The only thing we can claim with certainty when an ex contacts us is that they were thinking about us. As far as certainties go, that’s pretty much it.
Granted, this isn’t at all what we’re after. We want to find out what their intention is, along with how much hope, dignity and fragility we’re willing to commit to the conversation. In short, what on earth do they want?
This article is attempt to decipher intention based on action, because in my opinion trusting anything other than the tangible is grounds for a long-term anxiety attack.
1. What Is Being Asked Of You?
Straight to the point
Before we begin coloring their message with fifty shades of what-ifs, and reading between potentially nonexistent lines, it is imperative that we consider what it is we’re being asked to do.
An empathetic and considerate ex who actually needs something (rather than just reaching out in a moment of weakness because they need to pick themselves up), will tend to craft a very direct and transparent message. You will rarely see an ex who genuinely needs their jacket back prattle on ambiguously about life and its meaning before asking for an exchange. They will be aware that doing so will confuse and cause you to over think the message.
You may rightly point out that should they feel in any way self-conscious or guilty about communicating with you, they may well hide their intention behind this kind of message, because they may be aware that being all over the place will signal that they are nervous.
Sure, it’s a possibility, but if they are fundamentally unwilling to open up even marginally (and worse still, expecting you to potentially take the hits instead), consider how emotionally invested they actually are. If they aren’t willing to take a risk, if they aren’t willing to be honest, then I would urge you to take their message at face value no matter what their underlying hope might be (or break through the charade and risk rejection and denting any progress you may have made).
All over the map
Conversely, if you are hard pressed to concisely summarize the overall message, it may be a sign that the act of reaching out itself is the message, as it is usually an attempt to open or re-establish the lines of communication for its own sake.
In this case, the confusion that is represented in the text/E-mail or letter is a projection of the confusion, guilt or anxiety they may feel.
As always, the usual disclaimer applies, and this really is a generalization. For this reason I want to bring up the principle that I mentioned in the opening of this article that should help us slice through the grey area more effectively, the principle of action. Here are a few examples:
- Ex asks you to meet for coffee – Action. Is meaningful because it involves a high degree of emotional commitment and is fundamentally an appeal to a heightened degree of transparency.

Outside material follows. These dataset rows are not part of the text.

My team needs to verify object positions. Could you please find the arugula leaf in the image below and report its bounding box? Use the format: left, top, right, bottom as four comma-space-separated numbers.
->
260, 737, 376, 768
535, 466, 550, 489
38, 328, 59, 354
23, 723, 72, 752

- Ex sends you a thousand word epic about nothing much – Inaction. Not worth reading into because it requires a very low degree of emotional investment (typing from behind an emotional firewall is just too easy to do, and cannot justifiably be called action).
- Ex wants their jacket back – Action. It may not be the sign we wanted (this article is about deciphering their intention, whatever that intention may actually be), but it is nevertheless a meaningful signal because we are being asked to do something. In this case not jumping the gun about reconciliation and settling for the idea that they actually do just want their jacket back is the only healthy way to interpret the message.
- Ex likes your new Facebook status – Inaction. Requires no investment other than clicking a button. Not worth reading into.
Of course, the great thing is that this process works both ways, and demanding action (rather than just waiting for it) is a tool we can use to seek clarity for our own sake.
2. Forcing Clarity
Dealing with mixed messages and the anxiety of not knowing what an ex wants is a staple of the post-breakup blues. Don’t forget, however, that at any given moment we can force clarity, and if armed with sufficient courage and resolve, don’t need to depend on our exs in any way when it comes to tying loose ends.
Ask them to do something as a way of measuring their willingness to commit. Does that sound manipulative? I suppose it could, however, it is also — fundamentally — a courageous way of slicing through the figurative bull-crap. You are escalating contact and moving the process towards a more transparent state.
It doesn’t really matter what it is you ask them to do, so long as it requires a minimum of effort (such as a catch-up coffee). An ex whose only reason to contact you is to leech security or keep their options open will likely fold at the idea of having to actually make an effort.
At worst, even if the meetup is uneventful, you will have had the benefit of reading them face-to-face, and will have a better idea of what’s going on.
The important thing here is to realize that should they decline lamely, or keep rescheduling the meeting, that their persistent display of inaction is an answer. That is the beauty of forcing clarity. Their non-answer is an answer. We might have our hopes dashed, but we won’t play an endless game of their choosing.